Herbert Leuninger

ARCHIV KIRCHE
1988

Beerdigung
des armenischen Flüchtlings
aus dem Iran
Nariman Hemmat Siraki
am 1. September 1988 in Hofheim a. Taunus

Bibeltext - Ansprache - Gebet - Info
Beerdigung eines armenischen Flüchtlings

Für Nariman Hemmat Siraki ein Grab in fremder Erde
(Bild größer)


BIBELTEXT

Exodus 3, 7-10
7) Der Herr sprach: Ich habe das Elend meines Volkes in Ägypten gesehen und ihre laute Klage über ihre Antreiber habe ich gehört. Ich kenne ihr Leid.
8) Ich bin herabgestiegen, um sie der Hand der Ägypter zu entreißen und aus jenem Land hinaufzuführen in ein schönes, weites Land, in ein Land, in dem Milch und Honig fließen, in das Gebiet der Kanaaniter, Hetiter, Amoriter, Perisiter, Hiwiter und Jebusiter.
9) Jetzt ist die laute Klage der Israeliten zu mir gedrungen und ich habe auch gesehen, wie die Ägypter sie unterdrücken.
10) Und jetzt geh! Ich sende dich zum Pharao. Führe mein Volk, die Israeliten, aus Ägypten heraus!


ANSPRACHE

Niemand kann das Leben eines Menschen würdigen.
Nur Gott allein.
Wir können uns nur erinnern an einen lieben Menschen, der mit uns gelebt hat und in unserer Mitte gestorben ist.
Es war ein langes, schweres Sterben nach einem langen, schweren Leben. Tief im Innern der Wunsch zu leben, alle Mühen der Auswanderung zu überstehen
irgendwann doch noch einmal in ein Land zu kommen,
wo er mit der Familie vereint ist, und wo er dann in Frieden sterben kann. So war es auch sein großer Wunsch, seine Kinder in den USA noch einmal zu sehen, vor allem seinen ältesten Sohn.

Für uns ist es das schwere Schicksal eines Menschen, der seine Heimat aufgeben muss, um noch einmal Freiheit und Frieden zu erleben.
Dort weggehen, wo er mit der Familie und seinen fünf Kindern über Jahrzehnte, ja ein ganzes Leben gelebt und gearbeitet hat. Und dann hier leben zu müssen wie in einem Wartesaal.
Seine Frau, seine Tochter Yolanda und Sohn Gallust hier, zwei seiner Kinder in den USA und eine Tochter befindet sich noch im Iran.
Die Tränen, die er weinte, wenn ich ihn besuchte, waren für mich der Ausdruck all seiner Not und dann seiner Schwäche.

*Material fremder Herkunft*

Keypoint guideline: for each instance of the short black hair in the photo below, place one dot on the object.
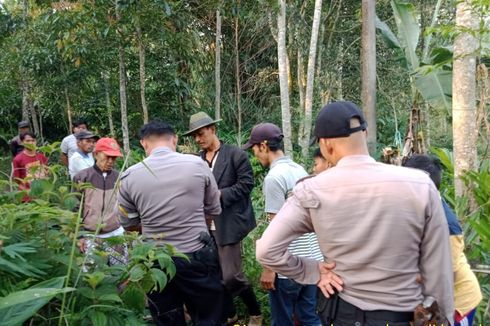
(156, 128)
(430, 164)
(318, 153)
(78, 123)
(24, 134)
(275, 144)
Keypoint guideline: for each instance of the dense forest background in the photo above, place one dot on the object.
(418, 69)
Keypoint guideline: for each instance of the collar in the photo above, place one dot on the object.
(98, 170)
(160, 149)
(355, 160)
(279, 160)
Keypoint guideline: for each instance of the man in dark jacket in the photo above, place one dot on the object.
(234, 176)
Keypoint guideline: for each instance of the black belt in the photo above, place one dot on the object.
(383, 315)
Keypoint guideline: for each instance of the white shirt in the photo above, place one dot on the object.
(69, 145)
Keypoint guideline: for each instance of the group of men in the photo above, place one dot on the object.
(373, 238)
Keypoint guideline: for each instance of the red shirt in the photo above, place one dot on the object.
(29, 166)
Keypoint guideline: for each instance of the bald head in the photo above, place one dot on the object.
(334, 149)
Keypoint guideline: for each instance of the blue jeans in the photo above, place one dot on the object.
(291, 298)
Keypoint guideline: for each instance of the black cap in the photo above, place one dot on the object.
(85, 135)
(23, 124)
(263, 131)
(333, 121)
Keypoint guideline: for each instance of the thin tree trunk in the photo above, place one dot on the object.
(464, 97)
(368, 61)
(122, 99)
(34, 120)
(238, 84)
(217, 68)
(141, 52)
(68, 110)
(310, 76)
(301, 89)
(283, 77)
(108, 103)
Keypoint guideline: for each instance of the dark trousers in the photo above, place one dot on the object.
(336, 311)
(197, 284)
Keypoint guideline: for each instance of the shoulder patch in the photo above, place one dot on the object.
(305, 178)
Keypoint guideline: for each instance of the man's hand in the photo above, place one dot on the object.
(267, 279)
(329, 281)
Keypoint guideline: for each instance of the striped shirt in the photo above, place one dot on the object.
(278, 184)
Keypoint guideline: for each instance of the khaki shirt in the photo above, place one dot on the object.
(381, 224)
(170, 195)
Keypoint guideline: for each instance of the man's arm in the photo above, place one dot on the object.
(126, 210)
(435, 257)
(272, 249)
(244, 184)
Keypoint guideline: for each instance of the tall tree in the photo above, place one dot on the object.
(217, 68)
(310, 75)
(368, 73)
(283, 77)
(464, 97)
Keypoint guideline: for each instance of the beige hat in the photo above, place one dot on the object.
(199, 120)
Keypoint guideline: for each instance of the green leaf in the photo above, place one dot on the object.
(134, 298)
(388, 36)
(19, 306)
(98, 318)
(136, 273)
(436, 88)
(408, 29)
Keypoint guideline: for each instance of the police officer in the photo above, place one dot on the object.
(168, 197)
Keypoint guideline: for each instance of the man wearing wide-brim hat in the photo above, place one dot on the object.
(234, 176)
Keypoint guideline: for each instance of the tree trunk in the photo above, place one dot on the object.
(368, 77)
(238, 85)
(68, 110)
(301, 90)
(108, 103)
(122, 99)
(283, 77)
(310, 76)
(217, 68)
(141, 52)
(464, 98)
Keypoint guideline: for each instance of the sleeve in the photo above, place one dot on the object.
(16, 166)
(64, 146)
(275, 195)
(244, 184)
(435, 257)
(212, 205)
(125, 208)
(291, 221)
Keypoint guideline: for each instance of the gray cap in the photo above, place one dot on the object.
(84, 134)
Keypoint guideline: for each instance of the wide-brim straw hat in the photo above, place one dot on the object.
(199, 120)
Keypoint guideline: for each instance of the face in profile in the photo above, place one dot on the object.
(86, 145)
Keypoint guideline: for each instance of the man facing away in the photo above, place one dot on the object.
(29, 164)
(15, 143)
(168, 197)
(69, 143)
(98, 214)
(381, 226)
(83, 157)
(467, 293)
(234, 176)
(287, 297)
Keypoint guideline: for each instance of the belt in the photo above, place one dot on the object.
(383, 315)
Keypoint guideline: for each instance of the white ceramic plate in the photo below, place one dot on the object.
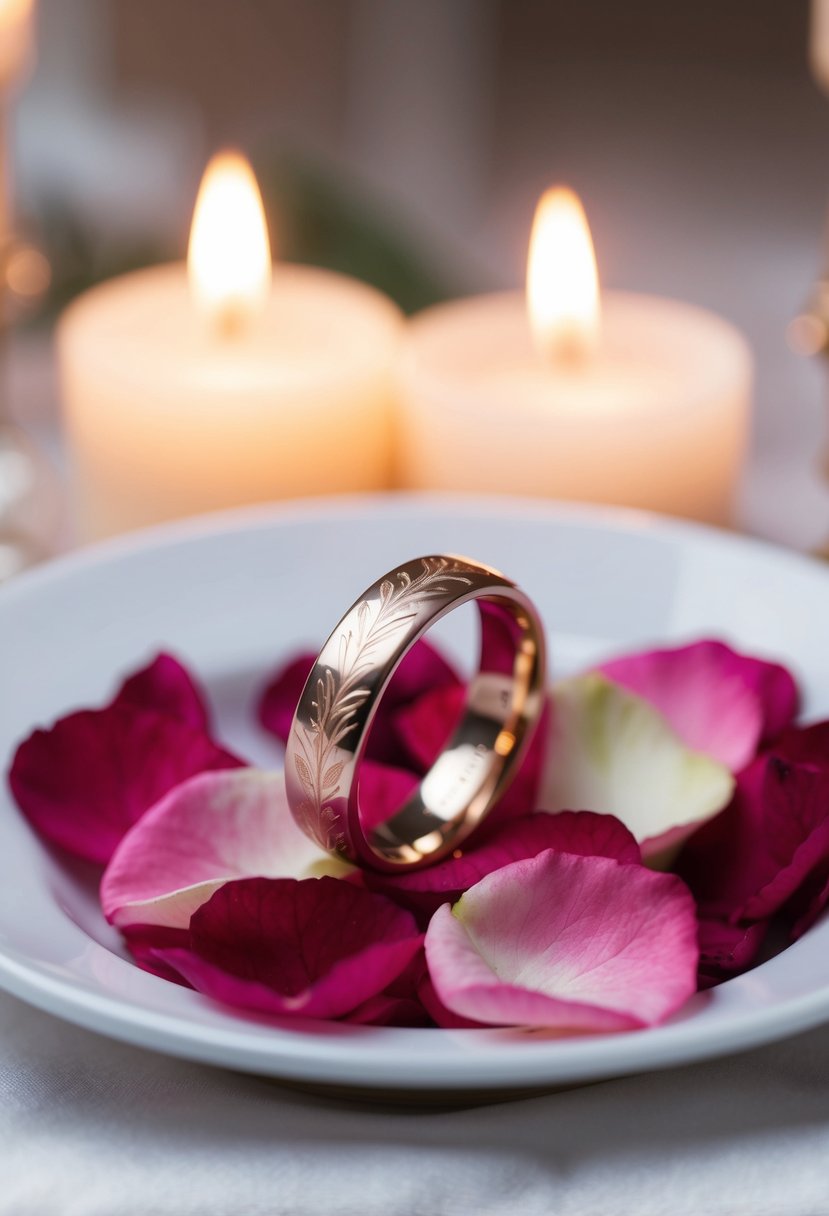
(232, 596)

Es ist ein schweres Schicksal der Familie, eines der Schicksale des armenischen Volkes. Es ist ein Volk, vergleichbar mit dem Volk Israel, das in der Unterdrückung lebte, das Gott befreite und in ein Land des Glückes führte. Das Land hat seinen Namen: USA oder Australien oder auch Deutschland.

Als Christen glauben wir, dass wir unterwegs sind in ein anderes Land, das Gott uns versprochen hat. Wir überschreiten die Grenze zu diesem Land, wenn wir sterben. Diese Grenze hat Nariman jetzt überschritten.
Wir hoffen, glauben und beten, dass es das Land ist, in dem er den Frieden und das Heil bei Gott findet.


GEBET

Psalm 124
1) Hätte sich nicht der Herr für uns einge- setzt / - so soll Israel sagen -,
2) hätte sich nicht der Herr für uns einge- setzt, / als sich gegen uns Menschen erhoben,
3) dann hätten sie uns lebendig verschlungen, / als gegen uns ihr Zorn entbrannt war.
4) Dann hätten die Wasser uns weggespült, / hätte sich über uns ein Wildbach ergossen.
5) Dann hätten sich über uns die Wasser ergossen, / die wilden und wogenden Wasser.
6) Gelobt sei der Herr, / der uns nicht ihren Zähnen als Beute überließ.
7) Unsre Seele ist wie ein Vogel dem Netz des Jägers entkommen; / das Netz ist zerrissen und wir sind frei.
8) Unsre Hilfe steht im Namen des Herrn, / der Himmel und Erde gemacht hat.